- 0.5 to 1 cm tail digested in 500 ul SE buffer/proteinase K, 55°C overnight.
- Add pre-warmed saturated NaCl solution(6M) 170 ul, gently mix to a final concentration of 1.5 M.
- Add 670 ul of chloroform and mix for 30 to 60 minutes by gentle rotation.
- Centrifugate at 12000 rpm for five minutes.
- Transfer the supernatant to a fresh tube, add one volume of isopropanol at room temperature and gently mix for five minutes.
- Pick DNA or centrifugate to collect DNA.

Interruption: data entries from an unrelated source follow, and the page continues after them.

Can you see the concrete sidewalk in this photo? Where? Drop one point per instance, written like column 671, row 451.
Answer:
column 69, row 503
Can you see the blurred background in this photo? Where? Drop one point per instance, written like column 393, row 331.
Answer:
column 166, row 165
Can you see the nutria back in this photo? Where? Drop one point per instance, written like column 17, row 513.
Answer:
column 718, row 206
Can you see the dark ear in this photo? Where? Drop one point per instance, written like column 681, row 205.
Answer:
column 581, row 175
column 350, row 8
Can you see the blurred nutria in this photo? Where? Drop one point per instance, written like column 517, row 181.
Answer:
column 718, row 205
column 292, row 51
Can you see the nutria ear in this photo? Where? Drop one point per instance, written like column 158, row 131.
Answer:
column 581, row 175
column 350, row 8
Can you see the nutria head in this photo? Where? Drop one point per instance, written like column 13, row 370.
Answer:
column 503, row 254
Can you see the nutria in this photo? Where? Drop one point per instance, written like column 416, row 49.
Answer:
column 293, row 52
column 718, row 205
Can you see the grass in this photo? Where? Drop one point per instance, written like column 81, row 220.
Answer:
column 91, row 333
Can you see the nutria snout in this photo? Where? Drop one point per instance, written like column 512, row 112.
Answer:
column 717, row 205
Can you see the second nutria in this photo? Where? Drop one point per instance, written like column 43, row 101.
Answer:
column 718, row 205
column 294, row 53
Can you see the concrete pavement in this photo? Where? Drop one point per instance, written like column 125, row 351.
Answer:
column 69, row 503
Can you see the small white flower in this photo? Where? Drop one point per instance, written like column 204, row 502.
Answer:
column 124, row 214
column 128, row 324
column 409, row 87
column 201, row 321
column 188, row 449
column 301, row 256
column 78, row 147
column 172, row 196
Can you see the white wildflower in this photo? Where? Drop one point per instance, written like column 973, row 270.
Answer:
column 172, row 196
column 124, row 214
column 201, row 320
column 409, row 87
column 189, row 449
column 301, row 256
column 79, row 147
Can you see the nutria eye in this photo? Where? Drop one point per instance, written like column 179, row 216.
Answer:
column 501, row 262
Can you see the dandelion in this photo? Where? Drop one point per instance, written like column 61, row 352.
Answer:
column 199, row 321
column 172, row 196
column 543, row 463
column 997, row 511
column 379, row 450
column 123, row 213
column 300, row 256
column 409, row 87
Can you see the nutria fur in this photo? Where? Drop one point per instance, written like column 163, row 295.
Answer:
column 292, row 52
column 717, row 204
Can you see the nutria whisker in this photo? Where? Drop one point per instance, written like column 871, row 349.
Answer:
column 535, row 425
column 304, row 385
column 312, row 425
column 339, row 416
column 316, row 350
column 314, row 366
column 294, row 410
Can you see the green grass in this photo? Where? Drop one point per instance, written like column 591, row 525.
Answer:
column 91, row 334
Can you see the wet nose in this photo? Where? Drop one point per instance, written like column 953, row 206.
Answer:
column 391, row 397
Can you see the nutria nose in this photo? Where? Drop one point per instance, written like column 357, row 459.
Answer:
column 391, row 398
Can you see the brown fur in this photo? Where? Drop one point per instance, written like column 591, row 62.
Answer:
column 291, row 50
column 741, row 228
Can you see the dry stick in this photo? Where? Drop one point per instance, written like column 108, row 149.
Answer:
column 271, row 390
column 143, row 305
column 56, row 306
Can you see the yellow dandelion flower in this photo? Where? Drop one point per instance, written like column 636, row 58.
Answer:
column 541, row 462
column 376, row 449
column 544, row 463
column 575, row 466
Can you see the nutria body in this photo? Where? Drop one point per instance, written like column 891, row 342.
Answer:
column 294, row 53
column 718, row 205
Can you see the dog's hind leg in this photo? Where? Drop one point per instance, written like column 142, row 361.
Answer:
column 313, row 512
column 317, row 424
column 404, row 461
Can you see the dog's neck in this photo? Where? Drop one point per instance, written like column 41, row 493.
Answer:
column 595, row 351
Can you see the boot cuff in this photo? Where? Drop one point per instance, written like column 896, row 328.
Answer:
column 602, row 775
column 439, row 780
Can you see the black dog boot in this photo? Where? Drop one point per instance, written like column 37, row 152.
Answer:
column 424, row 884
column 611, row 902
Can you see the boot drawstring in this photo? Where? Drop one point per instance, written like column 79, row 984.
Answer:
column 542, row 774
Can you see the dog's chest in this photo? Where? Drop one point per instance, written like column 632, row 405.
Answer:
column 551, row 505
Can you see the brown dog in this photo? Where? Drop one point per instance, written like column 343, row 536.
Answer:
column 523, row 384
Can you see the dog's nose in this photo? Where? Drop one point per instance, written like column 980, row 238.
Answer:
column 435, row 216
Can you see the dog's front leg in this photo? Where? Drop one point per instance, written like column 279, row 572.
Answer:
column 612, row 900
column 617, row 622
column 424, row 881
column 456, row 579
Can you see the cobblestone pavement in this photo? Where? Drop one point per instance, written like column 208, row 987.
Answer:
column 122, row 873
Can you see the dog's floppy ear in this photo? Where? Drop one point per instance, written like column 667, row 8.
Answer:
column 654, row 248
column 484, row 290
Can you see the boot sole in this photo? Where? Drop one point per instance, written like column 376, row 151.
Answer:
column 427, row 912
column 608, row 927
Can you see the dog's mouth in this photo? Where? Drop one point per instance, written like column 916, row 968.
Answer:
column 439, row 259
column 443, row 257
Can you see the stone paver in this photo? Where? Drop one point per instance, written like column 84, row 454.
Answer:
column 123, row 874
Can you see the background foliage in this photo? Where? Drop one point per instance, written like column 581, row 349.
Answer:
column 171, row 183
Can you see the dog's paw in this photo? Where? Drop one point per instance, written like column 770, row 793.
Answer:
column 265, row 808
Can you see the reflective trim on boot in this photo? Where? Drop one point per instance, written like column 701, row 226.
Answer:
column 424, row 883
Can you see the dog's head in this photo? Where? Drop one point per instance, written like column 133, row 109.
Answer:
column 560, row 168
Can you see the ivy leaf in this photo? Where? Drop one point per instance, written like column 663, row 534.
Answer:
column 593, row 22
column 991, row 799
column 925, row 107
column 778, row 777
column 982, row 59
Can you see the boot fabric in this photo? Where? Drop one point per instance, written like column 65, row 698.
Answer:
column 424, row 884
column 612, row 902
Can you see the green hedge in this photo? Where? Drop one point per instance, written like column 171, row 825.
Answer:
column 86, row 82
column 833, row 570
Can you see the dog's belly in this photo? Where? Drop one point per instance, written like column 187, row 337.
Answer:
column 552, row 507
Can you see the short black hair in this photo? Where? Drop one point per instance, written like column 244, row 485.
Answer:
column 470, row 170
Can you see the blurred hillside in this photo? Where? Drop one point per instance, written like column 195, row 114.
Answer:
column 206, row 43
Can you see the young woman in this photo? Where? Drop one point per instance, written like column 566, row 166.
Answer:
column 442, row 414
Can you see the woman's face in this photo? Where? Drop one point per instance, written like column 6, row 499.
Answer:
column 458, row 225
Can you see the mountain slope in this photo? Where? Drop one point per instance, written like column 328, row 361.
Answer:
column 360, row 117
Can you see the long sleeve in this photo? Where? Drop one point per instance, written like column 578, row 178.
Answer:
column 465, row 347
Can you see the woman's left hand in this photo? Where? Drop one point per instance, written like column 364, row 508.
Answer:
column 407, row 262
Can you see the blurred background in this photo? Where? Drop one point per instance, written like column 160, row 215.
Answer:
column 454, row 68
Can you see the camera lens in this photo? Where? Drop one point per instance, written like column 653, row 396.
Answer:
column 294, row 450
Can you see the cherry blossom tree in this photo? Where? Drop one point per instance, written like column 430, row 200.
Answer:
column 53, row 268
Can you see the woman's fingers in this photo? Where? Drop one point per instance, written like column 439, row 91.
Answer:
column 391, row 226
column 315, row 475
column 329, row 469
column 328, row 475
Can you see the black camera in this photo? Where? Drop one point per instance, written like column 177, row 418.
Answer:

- Wash with 70 percent ethanol for one hour or overnight.
- Spin and dry.
- Dissolve in Tris 10 mM, pH8.5.
SE Buffer/Proteinase K
|
Final Concentration |
Stock Concentration |
For 10 ml Mix |
|
| NaCl | 75 mM | 5 M | 150 µl |
| EDTA pH8.0 | 25 mM | 0.5 M | 500 µl |
| SDS | 1% | 10% | 1000 µl |
| H2O | 8150 µl | ||
| Proteinase K | 200 µg/ml | 10 mg/ml | 200 µl |
Reference
R. MGllenbach, PJL Lagoda and C Welter (1989). An Efficient Salt-Chloroform Extraction of DNA from blood and tissues. Trend in Genetics 5(12):391.